Setelah itu, Komodor (U) Suryadi Suryadarma mengambil inisiatif mengirimkan 13 orang ke Kalimantan, dua di antaranya merupakan teknisi radio dari AURI, Hari Hadi Sumantri dan FM Soejoto. Sedangkan 11 orang lainnya merupakan putra Kalimantan. Kesebelas putra kalimantan itu adalah Iskandar sebagai pimpinan pasukan, Ahmad Kosasih, Bachri, J Bitak, C Williem, Imanuel, Amirudin, Ali Akbar, M Dahlan, JH Darius, dan Marawi.
Ke-13 orang itu kemudian diterjunkan di Desa Sambi, Kotawaringin Barat, Kalimantan Tengah pada 17 Oktober 1947. Mereka diterjunkan dengan menggunakan pesawat C-47 Dakota RI-002.
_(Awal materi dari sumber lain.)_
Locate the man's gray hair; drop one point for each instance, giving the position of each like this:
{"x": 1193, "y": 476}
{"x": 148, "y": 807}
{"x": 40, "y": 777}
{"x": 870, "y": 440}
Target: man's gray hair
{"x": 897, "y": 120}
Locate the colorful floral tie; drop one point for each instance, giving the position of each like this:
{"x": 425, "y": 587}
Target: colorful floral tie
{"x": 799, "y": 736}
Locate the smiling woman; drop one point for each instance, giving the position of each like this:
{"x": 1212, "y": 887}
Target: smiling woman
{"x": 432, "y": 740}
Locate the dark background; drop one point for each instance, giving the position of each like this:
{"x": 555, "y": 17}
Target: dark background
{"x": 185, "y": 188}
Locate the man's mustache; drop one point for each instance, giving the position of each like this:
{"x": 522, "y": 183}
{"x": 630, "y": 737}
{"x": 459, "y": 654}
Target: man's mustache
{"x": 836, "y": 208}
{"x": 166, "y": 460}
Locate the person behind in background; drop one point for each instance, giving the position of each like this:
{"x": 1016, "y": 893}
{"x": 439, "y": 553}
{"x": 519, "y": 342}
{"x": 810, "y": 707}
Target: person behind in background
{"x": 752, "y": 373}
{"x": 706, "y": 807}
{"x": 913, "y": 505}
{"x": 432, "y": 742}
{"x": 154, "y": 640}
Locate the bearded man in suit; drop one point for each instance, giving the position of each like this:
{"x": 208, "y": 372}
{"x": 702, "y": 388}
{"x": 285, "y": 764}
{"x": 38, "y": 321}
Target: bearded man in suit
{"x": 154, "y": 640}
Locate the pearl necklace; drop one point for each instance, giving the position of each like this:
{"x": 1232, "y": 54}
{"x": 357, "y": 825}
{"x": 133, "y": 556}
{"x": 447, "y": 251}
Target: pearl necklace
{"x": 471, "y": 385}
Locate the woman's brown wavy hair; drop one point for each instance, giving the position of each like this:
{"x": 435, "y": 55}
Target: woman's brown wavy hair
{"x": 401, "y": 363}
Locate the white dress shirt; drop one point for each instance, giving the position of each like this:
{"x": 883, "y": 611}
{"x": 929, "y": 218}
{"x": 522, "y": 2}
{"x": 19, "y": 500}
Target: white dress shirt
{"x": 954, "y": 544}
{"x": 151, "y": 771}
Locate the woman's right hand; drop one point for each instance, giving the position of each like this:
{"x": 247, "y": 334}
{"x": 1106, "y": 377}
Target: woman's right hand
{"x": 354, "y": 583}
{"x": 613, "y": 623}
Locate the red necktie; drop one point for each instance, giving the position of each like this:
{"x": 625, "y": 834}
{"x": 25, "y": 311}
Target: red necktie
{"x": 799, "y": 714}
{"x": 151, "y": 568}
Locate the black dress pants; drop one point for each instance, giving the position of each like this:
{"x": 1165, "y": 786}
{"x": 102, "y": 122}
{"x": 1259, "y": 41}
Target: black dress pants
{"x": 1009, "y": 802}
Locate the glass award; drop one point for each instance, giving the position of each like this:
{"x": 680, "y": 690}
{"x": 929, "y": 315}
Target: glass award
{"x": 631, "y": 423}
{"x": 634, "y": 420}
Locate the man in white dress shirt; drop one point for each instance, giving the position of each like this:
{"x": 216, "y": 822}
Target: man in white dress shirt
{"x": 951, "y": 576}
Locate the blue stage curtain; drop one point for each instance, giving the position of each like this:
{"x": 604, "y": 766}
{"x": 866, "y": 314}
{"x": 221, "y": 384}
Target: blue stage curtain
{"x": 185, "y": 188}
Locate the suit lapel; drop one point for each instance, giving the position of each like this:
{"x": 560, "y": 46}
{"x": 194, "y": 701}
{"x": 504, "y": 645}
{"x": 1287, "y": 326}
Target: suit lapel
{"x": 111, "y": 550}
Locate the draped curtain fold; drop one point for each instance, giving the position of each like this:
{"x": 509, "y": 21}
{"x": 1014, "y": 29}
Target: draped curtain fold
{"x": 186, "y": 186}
“Setelah mendarat dengan selamat, mereka kemudian menghadapi pasukan Belanda yang tengah melangsungkan Agresi Militer I. Saat itu Belanda berupaya untuk merebut seluruh wilayah jajahan mereka termasuk bandara yang didirikan Jepang yang berhasil direbut Indonesia,” ceritanya.
Dalam perang itu, tiga dari 13 orang yang diterjunkan tewas. Sementara sisanya ditawan oleh Belanda.
Iskandar termasuk salah satu yang tewas dalam pertempuran itu. Sehingga namanya diabadikan menjadi nama lanud ini sebagai sebuah bentuk penghormatan kepadanya. Selain itu, dua buah patung dirinya juga didirikan yakni di pintu gerbang masuk Lanud Iskandar dan di Desa Sambi.
Johnson mengatakan, pesawat Dakota yang digunakan oleh ke-13 penerjun itu akhirnya juga dijadikan monumen. Monumen tersebut berdiri di kawasan Bundaran Pancasila, Kotawaringin Barat yang berjarak sekitar empat kilometer dari Lanud Iskandar.
“Itu (Dakota) pesawat asli. Setiap tahun kita melakukan perawatan agar tetap bersih dan tidak rusak,” katanya.
Semetara, ia menambahkan, tanggal penerjunan ke-13 orang itu dijadikan sebagai hari lahirnya Pasukan Gerak Tjepat (PGT) TNI AU, yang kemudian namanya berubah menjadi Kopaskhas AU.
PGT atau Kopaskhas merupakan salah satu pasukan elit yang dimiliki TNI. Kepiawaian mereka dalam merebut landasan udara di Pangkalan Bun ini, menjadikan nama mereka sebagai nama salah satu pasukan elit yang disegani dunia.